CHICAGO — At Bally Total Fitness' shareholder meeting last January, the investors cast their vote on whether or not to oust Paul Toback, former chairman and CEO, and to elect new members to the board. The measure to oust Toback failed, but two new board members were elected — Don Kornstein and Barry Elson — and the two men are now running the company as the interim chairman and CEO after Toback's involuntary resignation.
One year later, the annual meeting last month attracted less than half of the number of shareholders as last year's meeting, which had 100 attendees. Investors backed all three of the board's recommendations to re-elect Don Kornstein, the current interim chairman, for a three-year term as a Class I director until 2009; to approve the equity compensation plan; and to ratify the appointment of KPMG LLG as the independent auditor.
The Bally board didn't include the vote for an equity compensation plan in its original proxy, but later amended it to allow shareholders to vote on the distribution of shares to the employees. If the shareholders did not approve the equity compensation plan, the board would not have been able to grant equity-based awards to employees and non-employee directors. Jim Booker, a Bally Total Fitness shareholder and industry veteran, says he had expected shareholders to approve the equity compensation plan. He was also not surprised to see Kornstein re-elected for another term.
“Everything indicates that he (Kornstein) is quickly getting a grip on things,” he says.
Bally has a class structure board, which means that different board members are up for election during different years.

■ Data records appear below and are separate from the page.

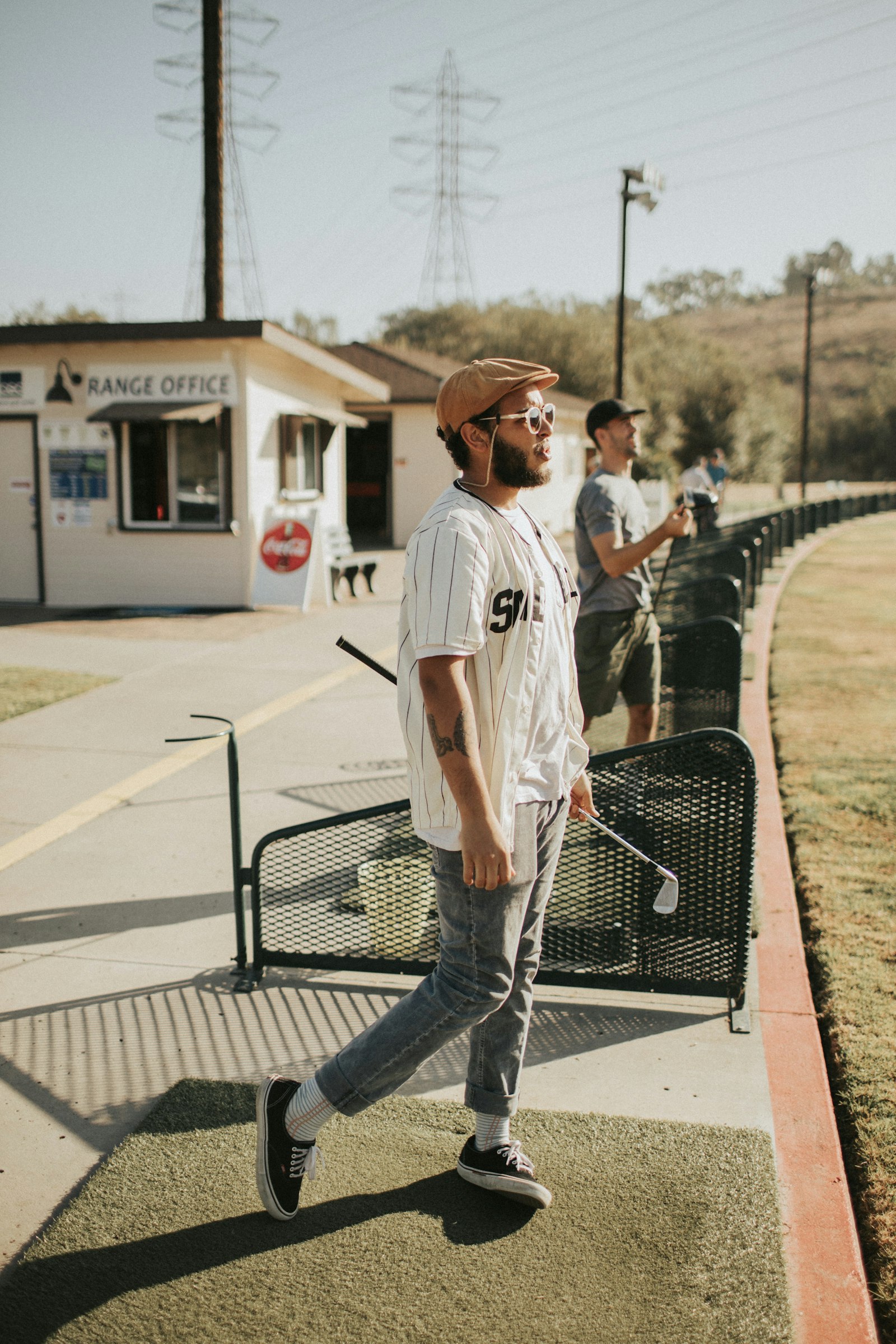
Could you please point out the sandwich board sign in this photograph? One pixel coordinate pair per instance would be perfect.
(289, 559)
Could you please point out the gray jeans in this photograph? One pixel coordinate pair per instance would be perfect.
(491, 942)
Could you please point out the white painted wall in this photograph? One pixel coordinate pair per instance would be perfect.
(102, 566)
(421, 468)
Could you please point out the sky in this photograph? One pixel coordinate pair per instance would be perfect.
(773, 123)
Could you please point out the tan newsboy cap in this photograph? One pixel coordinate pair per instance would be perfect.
(480, 385)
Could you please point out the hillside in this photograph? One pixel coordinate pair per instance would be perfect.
(853, 335)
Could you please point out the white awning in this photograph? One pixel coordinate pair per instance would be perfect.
(133, 412)
(334, 414)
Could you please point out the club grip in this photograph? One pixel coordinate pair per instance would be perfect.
(367, 660)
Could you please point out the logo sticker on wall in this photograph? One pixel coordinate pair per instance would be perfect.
(22, 389)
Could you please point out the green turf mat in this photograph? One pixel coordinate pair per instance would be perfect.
(659, 1234)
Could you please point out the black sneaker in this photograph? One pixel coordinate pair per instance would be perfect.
(281, 1161)
(504, 1170)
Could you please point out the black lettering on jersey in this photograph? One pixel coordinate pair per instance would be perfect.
(506, 609)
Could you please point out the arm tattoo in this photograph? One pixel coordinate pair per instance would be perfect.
(460, 734)
(442, 745)
(445, 745)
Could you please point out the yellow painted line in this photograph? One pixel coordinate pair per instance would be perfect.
(92, 808)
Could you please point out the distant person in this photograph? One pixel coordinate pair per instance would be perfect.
(617, 637)
(696, 482)
(718, 471)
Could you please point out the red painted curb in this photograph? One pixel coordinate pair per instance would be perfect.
(827, 1276)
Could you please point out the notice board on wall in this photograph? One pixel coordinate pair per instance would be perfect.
(78, 475)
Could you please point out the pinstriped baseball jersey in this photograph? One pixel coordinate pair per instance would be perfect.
(472, 585)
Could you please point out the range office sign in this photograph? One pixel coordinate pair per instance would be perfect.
(176, 382)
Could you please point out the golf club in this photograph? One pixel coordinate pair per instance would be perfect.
(365, 657)
(668, 895)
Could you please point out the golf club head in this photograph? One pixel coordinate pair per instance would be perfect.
(668, 897)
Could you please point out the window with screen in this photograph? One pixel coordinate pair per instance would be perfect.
(174, 475)
(301, 454)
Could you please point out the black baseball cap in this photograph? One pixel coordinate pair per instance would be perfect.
(606, 410)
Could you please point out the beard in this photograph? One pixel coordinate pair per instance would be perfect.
(511, 468)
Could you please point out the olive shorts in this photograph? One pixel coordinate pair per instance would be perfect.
(617, 651)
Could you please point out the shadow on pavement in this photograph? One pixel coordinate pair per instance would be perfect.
(58, 924)
(95, 1063)
(45, 1295)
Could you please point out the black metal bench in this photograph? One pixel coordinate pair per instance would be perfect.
(700, 680)
(356, 893)
(689, 600)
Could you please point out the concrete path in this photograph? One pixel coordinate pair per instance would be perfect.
(116, 983)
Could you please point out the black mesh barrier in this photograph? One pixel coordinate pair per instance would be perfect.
(718, 595)
(700, 679)
(356, 892)
(699, 562)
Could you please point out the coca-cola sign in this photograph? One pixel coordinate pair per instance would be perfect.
(287, 548)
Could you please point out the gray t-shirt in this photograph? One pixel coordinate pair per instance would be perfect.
(610, 503)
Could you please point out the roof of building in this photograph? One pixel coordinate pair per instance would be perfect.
(102, 334)
(416, 375)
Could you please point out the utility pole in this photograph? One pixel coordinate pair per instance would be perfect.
(804, 444)
(621, 301)
(214, 156)
(648, 175)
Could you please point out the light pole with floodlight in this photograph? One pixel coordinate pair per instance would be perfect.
(814, 277)
(651, 178)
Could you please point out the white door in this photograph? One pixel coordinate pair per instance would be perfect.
(19, 581)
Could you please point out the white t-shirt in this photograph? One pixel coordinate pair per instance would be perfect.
(546, 748)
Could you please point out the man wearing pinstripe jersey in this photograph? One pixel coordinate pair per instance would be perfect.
(491, 714)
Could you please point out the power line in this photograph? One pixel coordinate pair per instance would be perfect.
(716, 74)
(577, 207)
(725, 112)
(786, 163)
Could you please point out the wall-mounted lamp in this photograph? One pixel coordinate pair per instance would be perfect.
(59, 393)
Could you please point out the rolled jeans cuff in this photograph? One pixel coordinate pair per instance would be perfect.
(339, 1092)
(489, 1104)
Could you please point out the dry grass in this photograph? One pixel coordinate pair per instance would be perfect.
(30, 689)
(834, 718)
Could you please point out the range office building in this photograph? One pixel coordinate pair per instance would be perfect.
(143, 463)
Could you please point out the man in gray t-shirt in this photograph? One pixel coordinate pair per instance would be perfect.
(617, 637)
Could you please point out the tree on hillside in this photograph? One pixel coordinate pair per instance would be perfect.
(693, 389)
(570, 335)
(692, 290)
(323, 331)
(41, 316)
(879, 270)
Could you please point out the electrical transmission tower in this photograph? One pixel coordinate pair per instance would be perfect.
(244, 80)
(448, 276)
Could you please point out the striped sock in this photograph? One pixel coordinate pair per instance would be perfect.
(492, 1131)
(307, 1112)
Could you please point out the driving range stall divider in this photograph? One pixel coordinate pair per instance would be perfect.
(356, 892)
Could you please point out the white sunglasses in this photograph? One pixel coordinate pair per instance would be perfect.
(533, 416)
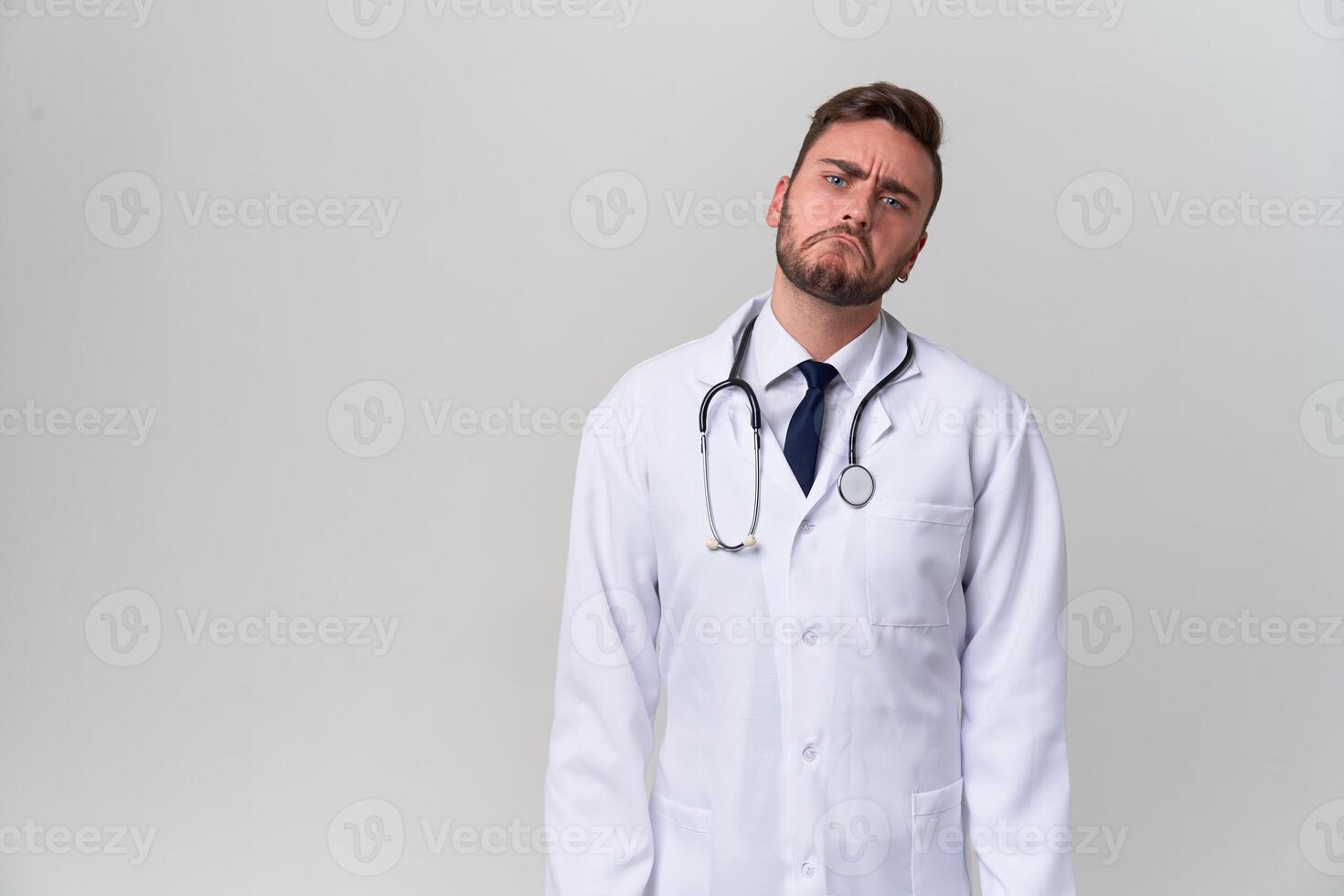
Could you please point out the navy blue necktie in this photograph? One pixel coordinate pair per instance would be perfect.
(800, 446)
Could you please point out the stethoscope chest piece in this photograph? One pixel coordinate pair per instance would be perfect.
(855, 485)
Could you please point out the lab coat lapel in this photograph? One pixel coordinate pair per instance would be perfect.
(712, 363)
(878, 417)
(880, 412)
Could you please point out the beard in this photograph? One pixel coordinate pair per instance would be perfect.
(835, 283)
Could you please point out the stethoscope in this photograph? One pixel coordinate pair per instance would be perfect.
(857, 483)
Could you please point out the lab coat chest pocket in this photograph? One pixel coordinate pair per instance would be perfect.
(914, 559)
(937, 842)
(680, 848)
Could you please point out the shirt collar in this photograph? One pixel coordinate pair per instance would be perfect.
(775, 352)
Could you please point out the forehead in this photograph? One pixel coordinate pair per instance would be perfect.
(875, 145)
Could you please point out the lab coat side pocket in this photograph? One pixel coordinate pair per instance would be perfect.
(914, 558)
(937, 842)
(680, 848)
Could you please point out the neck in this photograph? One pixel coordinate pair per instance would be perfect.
(818, 326)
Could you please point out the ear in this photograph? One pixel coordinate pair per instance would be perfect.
(910, 262)
(773, 214)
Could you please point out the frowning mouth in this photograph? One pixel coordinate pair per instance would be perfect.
(846, 238)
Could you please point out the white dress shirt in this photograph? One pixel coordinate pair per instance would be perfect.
(772, 368)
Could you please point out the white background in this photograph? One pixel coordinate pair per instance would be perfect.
(497, 288)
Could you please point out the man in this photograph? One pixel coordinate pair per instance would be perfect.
(844, 688)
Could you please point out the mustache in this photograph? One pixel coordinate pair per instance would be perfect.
(843, 231)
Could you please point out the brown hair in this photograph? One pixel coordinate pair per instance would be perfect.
(902, 109)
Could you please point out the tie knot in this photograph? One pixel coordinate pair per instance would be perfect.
(818, 374)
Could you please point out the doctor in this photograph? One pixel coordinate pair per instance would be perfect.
(862, 670)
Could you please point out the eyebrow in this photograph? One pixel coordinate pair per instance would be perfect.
(886, 185)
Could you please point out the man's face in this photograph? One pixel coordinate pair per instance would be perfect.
(854, 217)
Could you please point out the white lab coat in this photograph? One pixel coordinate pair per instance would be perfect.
(837, 696)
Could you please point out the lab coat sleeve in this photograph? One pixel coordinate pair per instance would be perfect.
(606, 684)
(1015, 761)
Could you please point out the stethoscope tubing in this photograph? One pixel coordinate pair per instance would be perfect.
(734, 380)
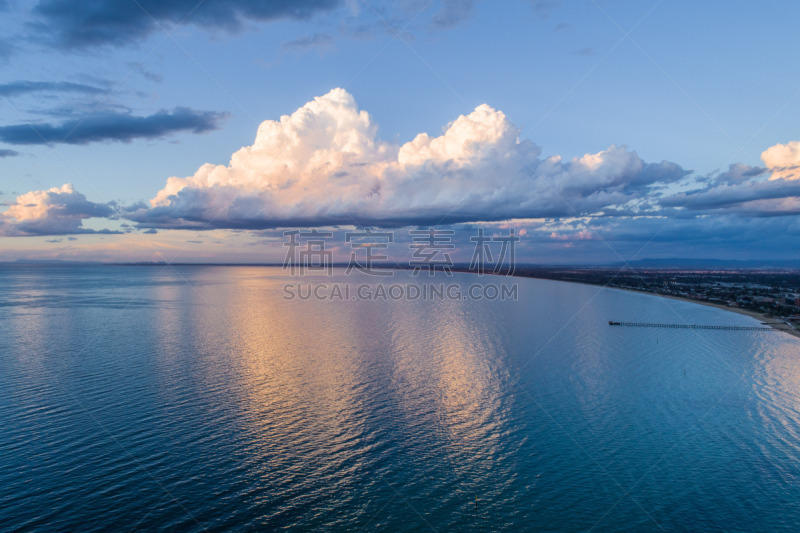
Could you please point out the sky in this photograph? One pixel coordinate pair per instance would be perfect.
(598, 131)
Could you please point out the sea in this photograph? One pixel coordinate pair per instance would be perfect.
(238, 398)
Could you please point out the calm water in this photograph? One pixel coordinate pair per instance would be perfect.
(197, 398)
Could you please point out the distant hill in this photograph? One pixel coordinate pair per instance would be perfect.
(691, 263)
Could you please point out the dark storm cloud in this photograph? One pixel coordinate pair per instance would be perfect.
(113, 127)
(118, 22)
(752, 198)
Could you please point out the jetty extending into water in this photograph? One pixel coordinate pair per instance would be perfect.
(691, 326)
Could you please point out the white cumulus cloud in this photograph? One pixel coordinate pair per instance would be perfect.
(783, 160)
(57, 211)
(325, 164)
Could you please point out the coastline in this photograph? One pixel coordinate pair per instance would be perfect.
(752, 314)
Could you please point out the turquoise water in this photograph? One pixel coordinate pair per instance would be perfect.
(198, 398)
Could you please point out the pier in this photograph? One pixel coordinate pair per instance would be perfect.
(691, 326)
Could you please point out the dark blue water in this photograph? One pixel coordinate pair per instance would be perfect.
(198, 398)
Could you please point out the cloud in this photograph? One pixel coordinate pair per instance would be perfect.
(321, 41)
(76, 25)
(325, 164)
(57, 211)
(453, 13)
(17, 88)
(752, 198)
(110, 126)
(783, 160)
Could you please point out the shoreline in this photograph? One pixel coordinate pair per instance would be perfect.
(746, 312)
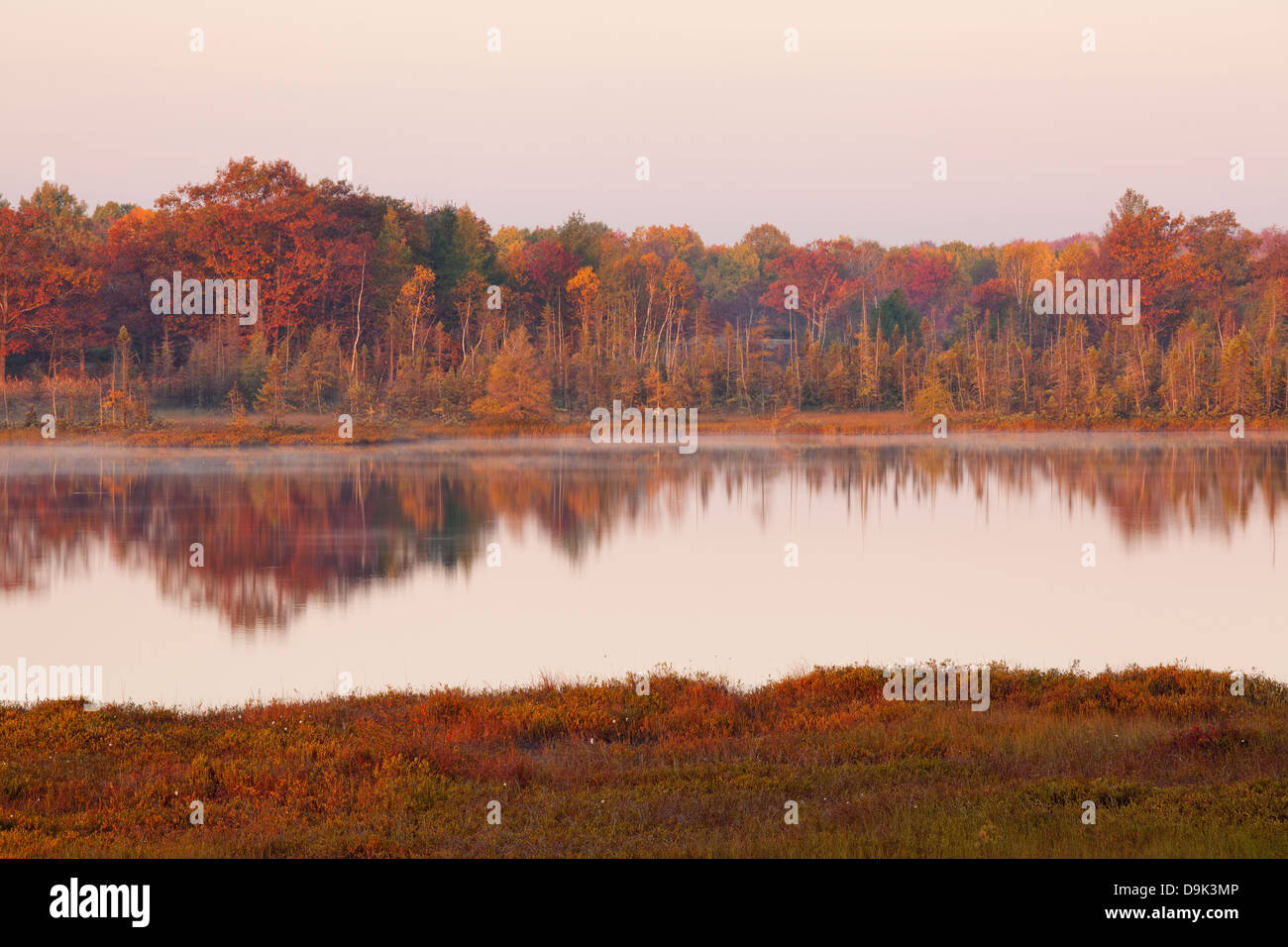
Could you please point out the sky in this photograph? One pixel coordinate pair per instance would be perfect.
(1038, 137)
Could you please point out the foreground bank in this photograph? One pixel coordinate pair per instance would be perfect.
(1173, 764)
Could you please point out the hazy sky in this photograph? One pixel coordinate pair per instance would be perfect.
(1039, 137)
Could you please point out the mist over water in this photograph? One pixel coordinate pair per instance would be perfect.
(374, 564)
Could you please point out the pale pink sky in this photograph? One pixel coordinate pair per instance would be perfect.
(837, 138)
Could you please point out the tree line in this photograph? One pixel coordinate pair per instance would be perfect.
(390, 309)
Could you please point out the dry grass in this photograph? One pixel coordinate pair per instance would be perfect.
(198, 429)
(1175, 764)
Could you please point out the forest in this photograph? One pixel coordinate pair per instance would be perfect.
(390, 309)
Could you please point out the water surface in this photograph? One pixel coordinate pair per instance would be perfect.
(374, 564)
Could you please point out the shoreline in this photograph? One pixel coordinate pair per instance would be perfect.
(188, 429)
(695, 767)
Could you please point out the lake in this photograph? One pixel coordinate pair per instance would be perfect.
(490, 564)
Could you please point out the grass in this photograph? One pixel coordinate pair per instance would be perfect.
(1176, 767)
(209, 429)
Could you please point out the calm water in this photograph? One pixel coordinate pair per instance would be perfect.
(613, 560)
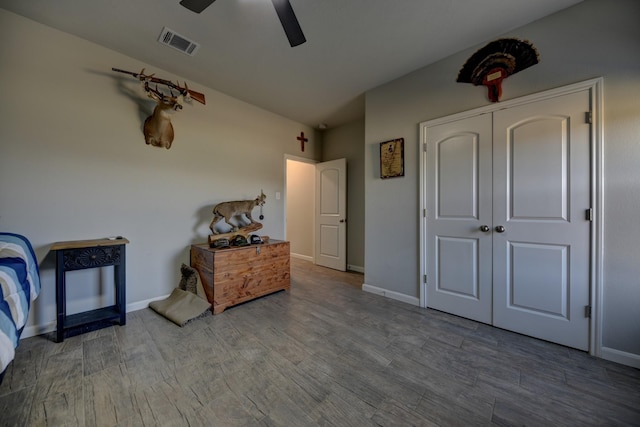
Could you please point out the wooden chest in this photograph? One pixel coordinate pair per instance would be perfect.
(235, 275)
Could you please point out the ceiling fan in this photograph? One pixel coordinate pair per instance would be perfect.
(283, 9)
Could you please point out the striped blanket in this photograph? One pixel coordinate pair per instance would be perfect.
(19, 286)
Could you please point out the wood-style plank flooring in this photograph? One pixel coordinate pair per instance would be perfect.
(324, 353)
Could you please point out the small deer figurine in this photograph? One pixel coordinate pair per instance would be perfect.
(158, 130)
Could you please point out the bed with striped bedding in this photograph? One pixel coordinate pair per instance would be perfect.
(19, 287)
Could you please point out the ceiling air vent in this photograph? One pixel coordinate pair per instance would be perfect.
(176, 41)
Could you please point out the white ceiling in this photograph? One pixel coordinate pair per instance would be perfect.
(352, 45)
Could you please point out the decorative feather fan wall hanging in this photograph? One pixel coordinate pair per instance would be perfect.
(497, 61)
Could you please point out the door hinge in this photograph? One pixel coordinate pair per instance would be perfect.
(589, 214)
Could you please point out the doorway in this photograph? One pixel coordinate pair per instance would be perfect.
(315, 207)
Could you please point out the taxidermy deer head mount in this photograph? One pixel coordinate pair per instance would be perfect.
(158, 130)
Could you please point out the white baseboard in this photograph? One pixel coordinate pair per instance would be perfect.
(45, 328)
(391, 294)
(621, 357)
(356, 268)
(300, 256)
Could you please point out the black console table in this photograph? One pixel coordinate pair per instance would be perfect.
(80, 255)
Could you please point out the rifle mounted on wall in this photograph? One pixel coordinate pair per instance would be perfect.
(149, 78)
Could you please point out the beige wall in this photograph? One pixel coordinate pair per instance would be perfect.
(74, 165)
(596, 38)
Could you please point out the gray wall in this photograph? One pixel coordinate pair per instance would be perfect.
(346, 142)
(592, 39)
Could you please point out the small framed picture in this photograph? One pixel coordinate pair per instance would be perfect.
(392, 158)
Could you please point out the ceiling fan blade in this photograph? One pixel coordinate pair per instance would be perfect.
(196, 6)
(289, 22)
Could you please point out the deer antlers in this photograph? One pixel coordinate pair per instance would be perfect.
(158, 130)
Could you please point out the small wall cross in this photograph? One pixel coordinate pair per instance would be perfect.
(302, 140)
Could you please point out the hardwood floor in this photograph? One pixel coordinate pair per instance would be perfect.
(320, 354)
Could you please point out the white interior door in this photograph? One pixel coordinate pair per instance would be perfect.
(331, 214)
(508, 239)
(541, 194)
(459, 203)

The board recommended Kornstein for a three-year term to even out the number of directors who will be up for re-election each year. Bally's board, which once had nine members, is down to four due to board member resignations, and many of the members who left would have come up for re-election in three years.
“I think we will look at the makeup of the board in the near future, but at this point, we're happy with the board,” says Matt Messinger, spokesperson for Bally. “They seem to be working well together.”
Bally also announced that it is investing in its top performing clubs and selling off underperforming clubs. The company recently generated $13.5 million in net proceeds from the sale/leaseback of four properties. The transactions enabled Bally to satisfy the senior credit facility requirement of raising at least $20 million in additional liquidity by the end of 2006.
Booker supports the sale of underperforming clubs.
“Trying to sell off some of their nonproducers is a really good move,” he says. “Bally had a lot of clubs that they were hanging on to that they should have been selling off. The company will remain strong as long as they make those kind of moves.”
Michael Scott Scudder, an industry consultant, says the company appears to be orchestrating a possible turnaround. Bally has made steps in that direction by making its board of directors a more manageable size, trying to make its profitable clubs more profitable and unloading the underperforming clubs, he says. Now the company needs to find a way to deal with the subordinated debt, which is due in October 2007, he says.
“If they haven't turned the company sufficiently by then to pay those off, there will likely be another attempt at re-financing, this time taking that debt and turning it into some form of convertible bond with either a stock kicker or warrants,” he says.